In response to a query 111, the search engine 140 returns a result
set 112 that satisfies the terms (e.g., the keywords) of the query
111.
[0020] Because the search engine 140 stores many millions of pages,
the result set 112, particularly when the query 111 is loosely
specified, can include a large number of qualifying pages. These
pages may or may not be related to the user's actual information
needs. Therefore, the order in which the result set 112 is
presented to the client computer 110 affects the user's experience
with the search engine 140.
[0021] In one implementation, a ranking process may be implemented
as part of a ranking engine 142 within the search engine 140. The
ranking process may be based upon a click log 150, described
further herein, to improve the ranking of pages in the result set
112 so that pages 113 related to a particular topic may be more
accurately identified.
[0022] For each query 111 that is posed to the search engine 140,
the click log 150 may comprise the query 111 posed, the time at
which it was posed, a number of pages shown to the user (e.g., ten
pages, twenty pages, etc.) as the result set 112, and the page of
the result set 112 that was clicked by the user. As used herein,
the term click refers to any manner in which a user selects a page
or other object through any suitable user interface device. Clicks
may be combined into sessions and may be used to deduce the
sequence of pages clicked by a user for a given query. The click
log 150 may thus be used to deduce human judgments as to the
relevance of particular pages. Although only one click log 150 is
shown, any number of click logs may be used with respect to the
techniques and aspects described herein.
[0023] The click log 150 may be interpreted and used to generate
training data that may be used by the search engine 140. Higher
quality training data may provide better ranked search results. The
pages clicked as well as the pages skipped by a user may be used to
assess the relevance of a page to a query 111. Additionally, labels
for training data may be generated based on data from the click log
150. The labels may improve search engine relevance ranking.
[0024] Aggregating clicks of multiple users may provide a better
relevance determination than a single human judgment. A user
generally has some knowledge of the query and consequently multiple
users that click on a result bring diversity of opinion. For a
single human judge, it is possible that the judge does not have
knowledge of the query. Additionally, clicks are largely
independent of each other. Each user's clicks are not determined by
the clicks of others. In particular, most users issue a query and
click on results that are of interest to them. Some slight
dependencies exist, e.g., friends could recommend links to each
other. However, in large part, clicks are independent.
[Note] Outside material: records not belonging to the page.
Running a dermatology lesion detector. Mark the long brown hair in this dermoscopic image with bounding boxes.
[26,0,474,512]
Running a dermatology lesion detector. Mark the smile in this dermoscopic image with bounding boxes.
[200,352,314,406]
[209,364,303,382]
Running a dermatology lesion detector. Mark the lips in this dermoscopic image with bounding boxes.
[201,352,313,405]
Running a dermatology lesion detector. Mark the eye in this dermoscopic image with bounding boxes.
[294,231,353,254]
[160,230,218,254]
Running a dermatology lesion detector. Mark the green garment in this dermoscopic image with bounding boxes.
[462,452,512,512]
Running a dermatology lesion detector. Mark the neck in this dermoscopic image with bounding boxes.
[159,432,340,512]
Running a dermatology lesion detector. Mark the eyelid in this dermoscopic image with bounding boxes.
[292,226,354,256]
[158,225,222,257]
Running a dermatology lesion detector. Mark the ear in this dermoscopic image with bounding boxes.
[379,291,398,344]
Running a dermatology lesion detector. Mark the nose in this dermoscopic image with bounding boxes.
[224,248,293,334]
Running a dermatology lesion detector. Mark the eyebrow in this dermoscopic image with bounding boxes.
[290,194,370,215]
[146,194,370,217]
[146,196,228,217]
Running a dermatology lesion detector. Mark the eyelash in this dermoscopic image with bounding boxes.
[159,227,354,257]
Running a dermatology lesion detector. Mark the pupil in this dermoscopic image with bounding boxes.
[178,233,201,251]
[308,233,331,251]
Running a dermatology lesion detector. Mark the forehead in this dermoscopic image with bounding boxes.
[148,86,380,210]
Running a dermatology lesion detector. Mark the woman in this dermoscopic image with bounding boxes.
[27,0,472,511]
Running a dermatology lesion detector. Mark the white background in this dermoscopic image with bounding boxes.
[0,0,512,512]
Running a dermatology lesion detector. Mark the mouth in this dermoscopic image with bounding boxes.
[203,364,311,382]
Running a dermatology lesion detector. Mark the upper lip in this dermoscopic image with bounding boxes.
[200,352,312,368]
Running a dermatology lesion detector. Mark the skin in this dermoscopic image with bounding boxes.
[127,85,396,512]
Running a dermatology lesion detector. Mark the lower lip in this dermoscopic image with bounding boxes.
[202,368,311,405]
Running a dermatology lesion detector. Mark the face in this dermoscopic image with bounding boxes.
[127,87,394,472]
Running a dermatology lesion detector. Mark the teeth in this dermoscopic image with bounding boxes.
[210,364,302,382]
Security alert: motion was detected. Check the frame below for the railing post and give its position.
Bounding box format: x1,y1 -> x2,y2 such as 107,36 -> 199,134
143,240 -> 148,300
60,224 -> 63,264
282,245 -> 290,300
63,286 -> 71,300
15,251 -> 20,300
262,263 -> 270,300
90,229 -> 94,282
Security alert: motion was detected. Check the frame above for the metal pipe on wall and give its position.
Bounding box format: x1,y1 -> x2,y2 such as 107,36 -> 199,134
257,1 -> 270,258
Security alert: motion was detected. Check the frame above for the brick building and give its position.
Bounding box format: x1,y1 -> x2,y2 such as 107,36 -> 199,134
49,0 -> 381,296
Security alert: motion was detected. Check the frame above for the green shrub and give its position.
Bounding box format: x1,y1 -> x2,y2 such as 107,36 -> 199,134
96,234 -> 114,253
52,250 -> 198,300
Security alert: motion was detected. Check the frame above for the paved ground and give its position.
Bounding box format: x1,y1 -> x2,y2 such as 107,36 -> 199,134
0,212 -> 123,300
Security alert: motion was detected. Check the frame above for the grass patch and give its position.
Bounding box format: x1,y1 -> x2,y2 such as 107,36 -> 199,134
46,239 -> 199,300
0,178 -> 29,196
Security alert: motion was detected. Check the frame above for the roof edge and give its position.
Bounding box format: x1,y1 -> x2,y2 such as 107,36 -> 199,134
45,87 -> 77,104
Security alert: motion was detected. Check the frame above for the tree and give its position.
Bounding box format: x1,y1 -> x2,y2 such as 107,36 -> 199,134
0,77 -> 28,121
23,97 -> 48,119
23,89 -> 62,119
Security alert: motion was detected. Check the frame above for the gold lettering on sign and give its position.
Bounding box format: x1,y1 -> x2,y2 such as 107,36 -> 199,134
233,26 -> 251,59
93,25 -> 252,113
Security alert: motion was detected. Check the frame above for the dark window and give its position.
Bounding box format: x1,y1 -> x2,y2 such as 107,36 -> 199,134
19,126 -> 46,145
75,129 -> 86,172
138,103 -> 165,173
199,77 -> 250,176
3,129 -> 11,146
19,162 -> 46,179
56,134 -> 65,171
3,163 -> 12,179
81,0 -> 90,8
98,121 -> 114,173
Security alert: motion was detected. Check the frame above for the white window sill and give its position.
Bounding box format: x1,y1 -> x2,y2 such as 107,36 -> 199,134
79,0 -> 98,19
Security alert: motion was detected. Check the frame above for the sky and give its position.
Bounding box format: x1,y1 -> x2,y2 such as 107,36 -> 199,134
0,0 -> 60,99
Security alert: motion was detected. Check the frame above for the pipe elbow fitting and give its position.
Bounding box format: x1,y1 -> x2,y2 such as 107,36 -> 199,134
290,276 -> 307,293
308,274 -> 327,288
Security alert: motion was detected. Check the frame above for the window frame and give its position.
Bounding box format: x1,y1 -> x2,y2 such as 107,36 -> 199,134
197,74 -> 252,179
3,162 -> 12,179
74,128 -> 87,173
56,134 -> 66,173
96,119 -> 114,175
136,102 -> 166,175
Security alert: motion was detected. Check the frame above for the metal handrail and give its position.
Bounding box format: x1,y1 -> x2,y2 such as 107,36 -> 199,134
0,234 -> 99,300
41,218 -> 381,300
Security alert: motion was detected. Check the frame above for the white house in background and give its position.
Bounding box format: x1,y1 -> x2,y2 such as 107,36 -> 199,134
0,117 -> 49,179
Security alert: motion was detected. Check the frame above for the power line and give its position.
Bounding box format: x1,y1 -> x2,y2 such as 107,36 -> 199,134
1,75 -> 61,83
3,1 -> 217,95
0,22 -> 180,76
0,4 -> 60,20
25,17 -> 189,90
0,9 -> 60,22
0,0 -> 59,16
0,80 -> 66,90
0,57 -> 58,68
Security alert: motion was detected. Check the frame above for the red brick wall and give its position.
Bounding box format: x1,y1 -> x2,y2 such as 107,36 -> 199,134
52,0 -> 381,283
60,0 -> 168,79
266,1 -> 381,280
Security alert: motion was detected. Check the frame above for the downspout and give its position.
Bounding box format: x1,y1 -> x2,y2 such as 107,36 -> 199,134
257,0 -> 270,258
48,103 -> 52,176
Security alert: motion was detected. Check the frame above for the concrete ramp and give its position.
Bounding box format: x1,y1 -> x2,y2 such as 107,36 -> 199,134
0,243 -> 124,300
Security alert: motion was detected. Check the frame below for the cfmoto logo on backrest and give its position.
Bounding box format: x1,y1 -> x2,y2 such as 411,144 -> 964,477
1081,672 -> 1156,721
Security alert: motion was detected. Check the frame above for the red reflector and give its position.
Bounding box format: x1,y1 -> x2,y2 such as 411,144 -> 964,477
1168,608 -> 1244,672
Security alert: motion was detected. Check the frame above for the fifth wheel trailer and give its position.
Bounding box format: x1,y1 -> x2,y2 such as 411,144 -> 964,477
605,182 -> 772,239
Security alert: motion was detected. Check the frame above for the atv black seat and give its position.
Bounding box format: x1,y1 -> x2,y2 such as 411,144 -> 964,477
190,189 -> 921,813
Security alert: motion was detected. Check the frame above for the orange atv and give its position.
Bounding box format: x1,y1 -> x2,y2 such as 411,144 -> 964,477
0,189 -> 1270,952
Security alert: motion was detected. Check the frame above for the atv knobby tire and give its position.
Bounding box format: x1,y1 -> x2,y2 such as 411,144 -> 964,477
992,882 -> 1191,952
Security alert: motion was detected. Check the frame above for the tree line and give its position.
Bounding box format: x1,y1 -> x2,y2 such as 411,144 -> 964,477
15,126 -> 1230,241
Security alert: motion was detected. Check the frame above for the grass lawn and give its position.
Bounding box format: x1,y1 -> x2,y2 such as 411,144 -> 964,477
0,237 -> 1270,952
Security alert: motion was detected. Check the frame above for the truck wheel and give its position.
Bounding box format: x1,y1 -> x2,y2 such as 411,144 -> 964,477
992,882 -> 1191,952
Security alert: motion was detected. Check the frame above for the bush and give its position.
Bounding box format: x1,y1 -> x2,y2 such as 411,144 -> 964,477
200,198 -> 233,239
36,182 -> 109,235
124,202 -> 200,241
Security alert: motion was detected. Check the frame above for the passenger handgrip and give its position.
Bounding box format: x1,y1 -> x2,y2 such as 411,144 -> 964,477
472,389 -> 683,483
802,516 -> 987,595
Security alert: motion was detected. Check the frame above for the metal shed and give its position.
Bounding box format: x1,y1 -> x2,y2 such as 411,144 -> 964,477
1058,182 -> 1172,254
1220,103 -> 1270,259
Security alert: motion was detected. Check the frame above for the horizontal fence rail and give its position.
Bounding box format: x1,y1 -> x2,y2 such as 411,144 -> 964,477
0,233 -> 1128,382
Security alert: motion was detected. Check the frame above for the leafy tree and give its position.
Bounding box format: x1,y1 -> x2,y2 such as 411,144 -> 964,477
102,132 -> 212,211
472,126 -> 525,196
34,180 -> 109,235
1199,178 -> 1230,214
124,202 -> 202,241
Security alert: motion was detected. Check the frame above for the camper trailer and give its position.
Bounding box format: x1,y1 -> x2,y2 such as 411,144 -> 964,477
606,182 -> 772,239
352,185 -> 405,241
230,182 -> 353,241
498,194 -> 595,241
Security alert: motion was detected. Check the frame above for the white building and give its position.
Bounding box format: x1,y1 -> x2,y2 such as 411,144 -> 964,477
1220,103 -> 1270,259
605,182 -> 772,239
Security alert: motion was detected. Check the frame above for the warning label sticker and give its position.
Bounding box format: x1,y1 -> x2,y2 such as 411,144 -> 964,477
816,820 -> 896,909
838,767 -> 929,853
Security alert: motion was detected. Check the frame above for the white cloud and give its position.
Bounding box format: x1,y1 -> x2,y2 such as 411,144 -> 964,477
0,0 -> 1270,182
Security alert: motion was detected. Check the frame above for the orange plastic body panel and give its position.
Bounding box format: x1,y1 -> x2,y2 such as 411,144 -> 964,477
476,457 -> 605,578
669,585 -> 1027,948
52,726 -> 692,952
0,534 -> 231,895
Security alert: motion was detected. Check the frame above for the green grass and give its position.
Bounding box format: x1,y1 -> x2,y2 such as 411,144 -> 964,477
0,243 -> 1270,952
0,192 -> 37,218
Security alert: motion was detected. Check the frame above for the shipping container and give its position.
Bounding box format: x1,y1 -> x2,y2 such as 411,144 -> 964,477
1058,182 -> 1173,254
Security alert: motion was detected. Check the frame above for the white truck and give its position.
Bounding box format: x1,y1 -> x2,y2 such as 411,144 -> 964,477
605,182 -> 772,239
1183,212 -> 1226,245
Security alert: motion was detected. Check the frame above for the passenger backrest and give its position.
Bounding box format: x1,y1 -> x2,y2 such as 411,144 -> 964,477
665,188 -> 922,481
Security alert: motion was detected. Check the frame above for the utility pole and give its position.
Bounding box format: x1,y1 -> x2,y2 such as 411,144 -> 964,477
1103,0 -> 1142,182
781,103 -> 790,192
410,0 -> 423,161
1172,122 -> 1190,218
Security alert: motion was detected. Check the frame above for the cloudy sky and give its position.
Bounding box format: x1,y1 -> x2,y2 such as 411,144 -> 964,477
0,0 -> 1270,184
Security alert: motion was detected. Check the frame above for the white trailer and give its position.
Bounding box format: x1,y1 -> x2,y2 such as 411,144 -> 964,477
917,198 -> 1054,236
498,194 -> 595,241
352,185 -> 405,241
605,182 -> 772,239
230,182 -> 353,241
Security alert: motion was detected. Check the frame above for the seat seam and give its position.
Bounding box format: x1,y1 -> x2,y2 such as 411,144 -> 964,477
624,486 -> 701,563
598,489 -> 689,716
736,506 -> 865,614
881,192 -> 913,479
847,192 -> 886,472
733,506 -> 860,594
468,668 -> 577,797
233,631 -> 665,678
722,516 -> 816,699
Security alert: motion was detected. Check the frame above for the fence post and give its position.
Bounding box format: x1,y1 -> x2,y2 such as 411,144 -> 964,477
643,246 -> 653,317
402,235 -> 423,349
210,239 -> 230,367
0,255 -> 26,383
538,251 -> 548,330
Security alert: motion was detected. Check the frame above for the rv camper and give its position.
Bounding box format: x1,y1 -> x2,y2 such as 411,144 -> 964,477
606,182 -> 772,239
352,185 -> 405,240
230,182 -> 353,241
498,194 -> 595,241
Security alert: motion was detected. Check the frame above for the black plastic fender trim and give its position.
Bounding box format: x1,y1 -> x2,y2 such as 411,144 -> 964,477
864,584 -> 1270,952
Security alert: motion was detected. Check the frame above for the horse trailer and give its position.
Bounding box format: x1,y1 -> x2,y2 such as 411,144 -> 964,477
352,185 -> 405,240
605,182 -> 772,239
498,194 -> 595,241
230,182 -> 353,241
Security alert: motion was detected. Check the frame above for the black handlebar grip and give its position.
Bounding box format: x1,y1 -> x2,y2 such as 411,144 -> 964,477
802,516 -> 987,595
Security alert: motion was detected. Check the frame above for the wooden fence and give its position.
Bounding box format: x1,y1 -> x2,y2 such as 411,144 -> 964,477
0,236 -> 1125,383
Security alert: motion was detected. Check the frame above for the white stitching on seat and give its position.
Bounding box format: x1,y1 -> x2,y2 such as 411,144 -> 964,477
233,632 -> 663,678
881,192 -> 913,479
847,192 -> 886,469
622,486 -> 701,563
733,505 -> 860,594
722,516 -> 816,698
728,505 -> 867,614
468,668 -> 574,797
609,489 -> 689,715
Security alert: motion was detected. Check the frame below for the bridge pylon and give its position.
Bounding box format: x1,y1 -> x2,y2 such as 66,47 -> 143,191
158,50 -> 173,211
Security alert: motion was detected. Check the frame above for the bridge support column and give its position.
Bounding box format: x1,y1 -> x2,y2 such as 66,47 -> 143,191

[0025] Because click data from multiple users is considered,
specialization and a draw on local knowledge may be obtained, as
opposed to a human judge who may or may not be knowledgeable about
the query and may have no knowledge of the result of a query. In
addition to more "judges" (the users), click logs also provide
judgments for many more queries. The techniques described herein
may be applied to head queries (queries that are asked often) and
tail queries (queries that are not asked often). The quality of
each rating improves because users who pose a query out of their
own interest are more likely to be able to assess the relevance of
pages presented as the results of the query.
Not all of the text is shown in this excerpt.